4 浮遊ふんじん等
浮遊ふんじんは、ハイボリウムおよびローボリウム・エアサンプラならびにデジタルふんじん計により重量濃度で測定する方法と、テープエアサンプラを用い濃度指数を求める方法とがある。
ハイボリウムまたはローボリウム・エアサンプラによる測定は、単に浮遊ふんじん総量を測定するだけでなく、その成分として有機物質、硫酸イオン、硝酸イオン、各種金属等をも測定しうる利点がある。これらの測定は、常時自動測定ができないのでデジタルふんじん計やテープエアサンプラとの併用によって監視測定が行なわれている。
厚生省が設置している国設大気汚染測定網9測定点におけるハイボリュウム・エアサンプラによる測定結果を43年度と44年度とに対比して第2-1-8表に示す。これによると、これら測定点における浮遊ふんじん総量の年間平均値は、43年度で175〜420μg/m3が、44年度では140.7〜365μg/m3、また年間の日平均最高値でみると、43年度で370〜905μg/m3が44年度では284〜760μg/m3となっておりやや改善の傾向がみられる。
これらの国設大気汚染測定所では、浮遊ふんじん中に含まれる鉛、カドミウム、亜鉛、マンガン、バナジウムなどの金属成分についても測定されているが、このうち鉛、カドミウムおよび亜鉛の値を第2-1-8表に示している。とくに、昨年の東京都新宿区牛込柳町の鉛害事件以来注目をひいている鉛は、43年度よりも44年度において全体的に増加している。

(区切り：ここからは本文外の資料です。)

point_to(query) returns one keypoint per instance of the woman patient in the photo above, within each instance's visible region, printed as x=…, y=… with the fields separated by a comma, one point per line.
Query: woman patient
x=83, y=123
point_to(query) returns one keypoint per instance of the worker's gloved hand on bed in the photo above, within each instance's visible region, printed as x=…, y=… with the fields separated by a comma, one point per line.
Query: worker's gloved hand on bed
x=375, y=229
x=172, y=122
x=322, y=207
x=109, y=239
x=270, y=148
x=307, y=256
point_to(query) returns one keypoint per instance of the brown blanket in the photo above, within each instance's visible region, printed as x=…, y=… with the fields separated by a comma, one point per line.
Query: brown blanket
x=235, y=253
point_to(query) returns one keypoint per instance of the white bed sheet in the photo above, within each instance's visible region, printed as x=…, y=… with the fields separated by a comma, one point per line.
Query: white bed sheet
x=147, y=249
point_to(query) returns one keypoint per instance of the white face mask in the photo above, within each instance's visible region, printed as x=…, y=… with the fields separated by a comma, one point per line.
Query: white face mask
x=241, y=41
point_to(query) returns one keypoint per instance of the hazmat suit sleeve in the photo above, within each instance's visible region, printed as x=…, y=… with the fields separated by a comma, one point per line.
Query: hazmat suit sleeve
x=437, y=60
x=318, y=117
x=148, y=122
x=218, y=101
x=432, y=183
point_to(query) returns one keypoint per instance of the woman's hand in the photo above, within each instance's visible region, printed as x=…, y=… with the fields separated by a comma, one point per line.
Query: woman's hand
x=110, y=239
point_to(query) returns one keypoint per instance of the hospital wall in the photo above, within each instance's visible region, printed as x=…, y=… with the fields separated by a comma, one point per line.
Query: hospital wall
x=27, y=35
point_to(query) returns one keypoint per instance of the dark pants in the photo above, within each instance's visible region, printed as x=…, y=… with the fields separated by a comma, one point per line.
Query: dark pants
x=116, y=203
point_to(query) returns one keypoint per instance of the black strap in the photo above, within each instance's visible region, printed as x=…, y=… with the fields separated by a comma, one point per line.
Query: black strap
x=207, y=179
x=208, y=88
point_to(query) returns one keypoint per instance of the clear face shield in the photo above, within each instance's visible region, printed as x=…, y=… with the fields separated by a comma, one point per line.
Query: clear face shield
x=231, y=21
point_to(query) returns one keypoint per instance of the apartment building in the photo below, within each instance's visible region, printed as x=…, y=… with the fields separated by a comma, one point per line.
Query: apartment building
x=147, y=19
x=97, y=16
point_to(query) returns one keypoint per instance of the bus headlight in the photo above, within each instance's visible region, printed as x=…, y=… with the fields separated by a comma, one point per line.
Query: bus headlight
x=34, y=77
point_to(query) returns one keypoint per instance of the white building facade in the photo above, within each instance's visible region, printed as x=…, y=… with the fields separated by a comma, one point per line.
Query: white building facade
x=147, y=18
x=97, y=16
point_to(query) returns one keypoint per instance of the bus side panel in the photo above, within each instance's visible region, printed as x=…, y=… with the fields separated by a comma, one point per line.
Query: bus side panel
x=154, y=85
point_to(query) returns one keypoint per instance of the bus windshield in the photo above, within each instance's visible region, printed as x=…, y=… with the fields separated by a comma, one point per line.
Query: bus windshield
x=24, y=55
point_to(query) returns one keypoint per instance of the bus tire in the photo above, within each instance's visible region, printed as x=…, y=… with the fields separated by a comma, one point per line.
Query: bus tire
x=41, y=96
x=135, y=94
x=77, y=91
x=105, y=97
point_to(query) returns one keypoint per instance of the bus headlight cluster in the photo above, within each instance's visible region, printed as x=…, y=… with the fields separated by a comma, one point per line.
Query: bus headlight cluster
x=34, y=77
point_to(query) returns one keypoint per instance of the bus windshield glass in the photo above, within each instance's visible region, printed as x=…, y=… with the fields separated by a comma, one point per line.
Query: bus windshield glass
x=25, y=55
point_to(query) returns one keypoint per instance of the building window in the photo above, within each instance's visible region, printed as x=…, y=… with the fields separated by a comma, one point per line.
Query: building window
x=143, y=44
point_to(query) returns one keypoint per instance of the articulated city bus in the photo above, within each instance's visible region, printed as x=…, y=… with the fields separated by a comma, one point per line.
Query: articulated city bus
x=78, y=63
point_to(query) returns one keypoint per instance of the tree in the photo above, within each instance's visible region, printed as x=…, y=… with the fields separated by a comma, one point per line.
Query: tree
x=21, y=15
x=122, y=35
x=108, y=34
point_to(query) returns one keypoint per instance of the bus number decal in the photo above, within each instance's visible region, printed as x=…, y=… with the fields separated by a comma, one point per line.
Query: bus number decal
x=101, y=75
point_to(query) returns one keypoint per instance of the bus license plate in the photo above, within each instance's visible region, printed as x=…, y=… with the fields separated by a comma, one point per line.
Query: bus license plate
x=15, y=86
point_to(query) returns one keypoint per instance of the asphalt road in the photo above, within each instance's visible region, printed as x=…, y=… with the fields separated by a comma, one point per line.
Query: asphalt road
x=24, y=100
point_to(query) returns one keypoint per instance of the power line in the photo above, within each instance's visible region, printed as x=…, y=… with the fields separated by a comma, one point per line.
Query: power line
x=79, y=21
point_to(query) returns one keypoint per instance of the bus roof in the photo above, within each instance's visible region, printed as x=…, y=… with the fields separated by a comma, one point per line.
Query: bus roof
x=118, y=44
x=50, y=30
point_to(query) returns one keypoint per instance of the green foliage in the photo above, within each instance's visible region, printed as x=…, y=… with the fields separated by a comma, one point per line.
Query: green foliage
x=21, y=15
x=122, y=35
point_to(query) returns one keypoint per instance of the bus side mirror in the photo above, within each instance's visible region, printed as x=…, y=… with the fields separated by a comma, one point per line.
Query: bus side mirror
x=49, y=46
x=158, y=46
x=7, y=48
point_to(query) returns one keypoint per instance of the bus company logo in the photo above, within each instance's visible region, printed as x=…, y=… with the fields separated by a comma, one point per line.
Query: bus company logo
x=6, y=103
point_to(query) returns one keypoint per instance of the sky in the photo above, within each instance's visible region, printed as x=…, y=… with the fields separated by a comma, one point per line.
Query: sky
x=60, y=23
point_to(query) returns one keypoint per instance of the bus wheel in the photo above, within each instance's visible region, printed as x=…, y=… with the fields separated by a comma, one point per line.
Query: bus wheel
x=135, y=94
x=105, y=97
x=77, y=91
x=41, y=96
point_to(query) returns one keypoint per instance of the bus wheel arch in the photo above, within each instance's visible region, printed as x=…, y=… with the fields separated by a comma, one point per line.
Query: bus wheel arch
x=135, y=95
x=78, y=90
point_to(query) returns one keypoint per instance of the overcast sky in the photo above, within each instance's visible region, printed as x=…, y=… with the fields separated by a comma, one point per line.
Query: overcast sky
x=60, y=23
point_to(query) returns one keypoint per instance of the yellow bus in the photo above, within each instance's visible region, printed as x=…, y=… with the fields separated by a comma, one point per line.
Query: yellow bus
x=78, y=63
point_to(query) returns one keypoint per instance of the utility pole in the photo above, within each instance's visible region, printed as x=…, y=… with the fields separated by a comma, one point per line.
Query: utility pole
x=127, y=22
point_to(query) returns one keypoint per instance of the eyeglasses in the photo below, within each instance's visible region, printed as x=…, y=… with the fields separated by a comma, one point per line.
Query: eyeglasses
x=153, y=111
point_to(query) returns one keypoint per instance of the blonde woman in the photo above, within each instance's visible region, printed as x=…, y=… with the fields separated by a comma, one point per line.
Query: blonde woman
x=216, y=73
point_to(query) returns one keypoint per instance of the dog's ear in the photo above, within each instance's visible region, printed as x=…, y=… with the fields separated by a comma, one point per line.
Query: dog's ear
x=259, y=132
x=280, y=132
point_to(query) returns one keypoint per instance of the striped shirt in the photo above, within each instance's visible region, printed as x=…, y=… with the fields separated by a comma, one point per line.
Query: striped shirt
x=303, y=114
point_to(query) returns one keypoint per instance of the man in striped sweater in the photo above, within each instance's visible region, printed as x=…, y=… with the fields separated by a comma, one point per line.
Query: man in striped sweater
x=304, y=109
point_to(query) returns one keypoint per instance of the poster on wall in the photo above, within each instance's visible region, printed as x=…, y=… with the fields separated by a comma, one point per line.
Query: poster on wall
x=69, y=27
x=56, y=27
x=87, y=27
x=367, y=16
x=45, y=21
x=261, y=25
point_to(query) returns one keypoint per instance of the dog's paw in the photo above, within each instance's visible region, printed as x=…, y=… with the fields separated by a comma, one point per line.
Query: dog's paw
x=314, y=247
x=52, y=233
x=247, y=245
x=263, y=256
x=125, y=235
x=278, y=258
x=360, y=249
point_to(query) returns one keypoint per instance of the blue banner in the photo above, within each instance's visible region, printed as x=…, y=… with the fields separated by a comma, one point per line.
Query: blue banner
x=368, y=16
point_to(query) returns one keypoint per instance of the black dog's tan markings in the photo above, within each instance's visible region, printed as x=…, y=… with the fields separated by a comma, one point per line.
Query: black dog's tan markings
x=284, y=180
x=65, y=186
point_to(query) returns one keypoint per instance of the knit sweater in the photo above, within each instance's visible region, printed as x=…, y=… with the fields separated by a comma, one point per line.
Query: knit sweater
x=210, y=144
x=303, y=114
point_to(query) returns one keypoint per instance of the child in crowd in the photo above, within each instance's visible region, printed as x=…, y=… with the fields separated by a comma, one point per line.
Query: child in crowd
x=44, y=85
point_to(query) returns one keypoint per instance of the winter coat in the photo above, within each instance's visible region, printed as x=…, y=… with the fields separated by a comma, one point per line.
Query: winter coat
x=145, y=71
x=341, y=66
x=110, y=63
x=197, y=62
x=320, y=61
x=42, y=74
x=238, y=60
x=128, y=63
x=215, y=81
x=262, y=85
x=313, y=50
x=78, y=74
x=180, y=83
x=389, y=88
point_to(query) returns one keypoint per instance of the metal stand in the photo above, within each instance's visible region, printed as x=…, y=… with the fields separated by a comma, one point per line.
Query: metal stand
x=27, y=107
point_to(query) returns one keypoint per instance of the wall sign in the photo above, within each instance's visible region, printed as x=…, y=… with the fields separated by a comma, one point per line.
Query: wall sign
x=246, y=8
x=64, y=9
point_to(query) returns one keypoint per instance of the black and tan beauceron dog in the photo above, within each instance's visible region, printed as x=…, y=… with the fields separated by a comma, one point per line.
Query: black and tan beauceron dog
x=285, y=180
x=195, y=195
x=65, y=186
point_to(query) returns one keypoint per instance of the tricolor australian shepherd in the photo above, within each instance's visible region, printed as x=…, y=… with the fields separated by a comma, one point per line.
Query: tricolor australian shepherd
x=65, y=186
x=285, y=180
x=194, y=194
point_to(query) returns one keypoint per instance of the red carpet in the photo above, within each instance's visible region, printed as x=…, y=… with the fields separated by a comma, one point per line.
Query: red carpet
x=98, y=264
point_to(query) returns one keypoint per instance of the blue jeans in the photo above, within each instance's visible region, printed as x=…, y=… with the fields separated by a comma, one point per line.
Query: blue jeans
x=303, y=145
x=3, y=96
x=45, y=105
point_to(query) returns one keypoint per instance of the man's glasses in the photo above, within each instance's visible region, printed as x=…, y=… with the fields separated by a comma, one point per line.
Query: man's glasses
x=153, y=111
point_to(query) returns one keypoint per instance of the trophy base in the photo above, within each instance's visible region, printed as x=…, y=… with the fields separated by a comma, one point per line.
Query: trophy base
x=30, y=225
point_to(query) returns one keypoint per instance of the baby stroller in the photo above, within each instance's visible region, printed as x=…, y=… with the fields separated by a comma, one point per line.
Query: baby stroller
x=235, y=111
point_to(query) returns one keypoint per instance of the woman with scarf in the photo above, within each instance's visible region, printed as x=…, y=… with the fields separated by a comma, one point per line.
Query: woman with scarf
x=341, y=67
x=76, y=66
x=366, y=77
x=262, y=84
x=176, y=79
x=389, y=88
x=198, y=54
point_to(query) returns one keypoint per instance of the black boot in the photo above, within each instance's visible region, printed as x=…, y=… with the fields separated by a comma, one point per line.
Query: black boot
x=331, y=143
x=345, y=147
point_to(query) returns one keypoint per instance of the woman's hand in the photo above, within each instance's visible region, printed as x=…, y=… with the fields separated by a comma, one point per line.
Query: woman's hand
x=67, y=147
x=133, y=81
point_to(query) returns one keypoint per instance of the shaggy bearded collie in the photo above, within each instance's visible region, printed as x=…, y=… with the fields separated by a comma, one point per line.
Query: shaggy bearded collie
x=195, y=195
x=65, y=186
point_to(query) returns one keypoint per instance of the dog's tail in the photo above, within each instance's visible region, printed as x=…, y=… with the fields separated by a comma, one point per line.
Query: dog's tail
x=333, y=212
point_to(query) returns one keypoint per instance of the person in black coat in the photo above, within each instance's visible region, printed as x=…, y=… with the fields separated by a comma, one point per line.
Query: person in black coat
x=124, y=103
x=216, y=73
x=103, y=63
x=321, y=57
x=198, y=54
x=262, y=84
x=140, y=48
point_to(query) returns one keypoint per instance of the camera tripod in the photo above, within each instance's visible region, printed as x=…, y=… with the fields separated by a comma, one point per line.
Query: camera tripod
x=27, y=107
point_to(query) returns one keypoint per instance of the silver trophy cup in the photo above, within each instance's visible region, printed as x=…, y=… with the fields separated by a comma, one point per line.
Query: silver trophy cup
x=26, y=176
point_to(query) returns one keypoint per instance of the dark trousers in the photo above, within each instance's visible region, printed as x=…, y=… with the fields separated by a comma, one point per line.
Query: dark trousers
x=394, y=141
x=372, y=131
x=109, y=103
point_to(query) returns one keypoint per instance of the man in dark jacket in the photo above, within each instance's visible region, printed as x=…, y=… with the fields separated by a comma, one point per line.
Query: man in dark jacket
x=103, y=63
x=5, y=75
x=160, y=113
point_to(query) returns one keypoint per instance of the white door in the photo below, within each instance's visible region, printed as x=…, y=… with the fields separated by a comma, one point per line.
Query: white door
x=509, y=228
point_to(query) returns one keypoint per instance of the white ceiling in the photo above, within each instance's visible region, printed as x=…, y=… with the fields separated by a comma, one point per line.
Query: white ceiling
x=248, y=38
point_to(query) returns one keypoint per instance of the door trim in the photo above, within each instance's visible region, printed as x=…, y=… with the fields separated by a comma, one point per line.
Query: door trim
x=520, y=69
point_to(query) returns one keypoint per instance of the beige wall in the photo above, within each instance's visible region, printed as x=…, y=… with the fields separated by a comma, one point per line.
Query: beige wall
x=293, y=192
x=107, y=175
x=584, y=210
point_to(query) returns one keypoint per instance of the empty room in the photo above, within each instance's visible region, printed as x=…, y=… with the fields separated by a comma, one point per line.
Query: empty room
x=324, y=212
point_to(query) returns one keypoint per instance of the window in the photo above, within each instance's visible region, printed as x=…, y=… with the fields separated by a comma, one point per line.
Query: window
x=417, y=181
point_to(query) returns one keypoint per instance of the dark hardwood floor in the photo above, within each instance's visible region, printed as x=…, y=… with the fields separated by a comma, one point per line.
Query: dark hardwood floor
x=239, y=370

また、光化学スモッグの起因物質となる炭化水素は、東京では1時間値の月平均がプロパン換算で0.7〜1.5ppm存在し(第2-1-9表参照)、このおもな成分はメタンといわれている。炭化水素の中には発がん性のある物質も含まれているので、炭化水素の組成とその推移の追求が今後の課題となろう。
総酸化性物質(オキシダント)については、測定方法等に今なお解明すべき問題点が多々あるが、重要な大気汚染物質であるので、厚生省では、東京および大阪の国設大気汚染測定所で研究的に調査を行なってきた。東京と大阪の間には、濃度で2倍から10倍のひらきがみられる。これが地域の実態を、そのまま示すものかあるいはまた測定方法の差異によるものかどうか今後検討する必要がある。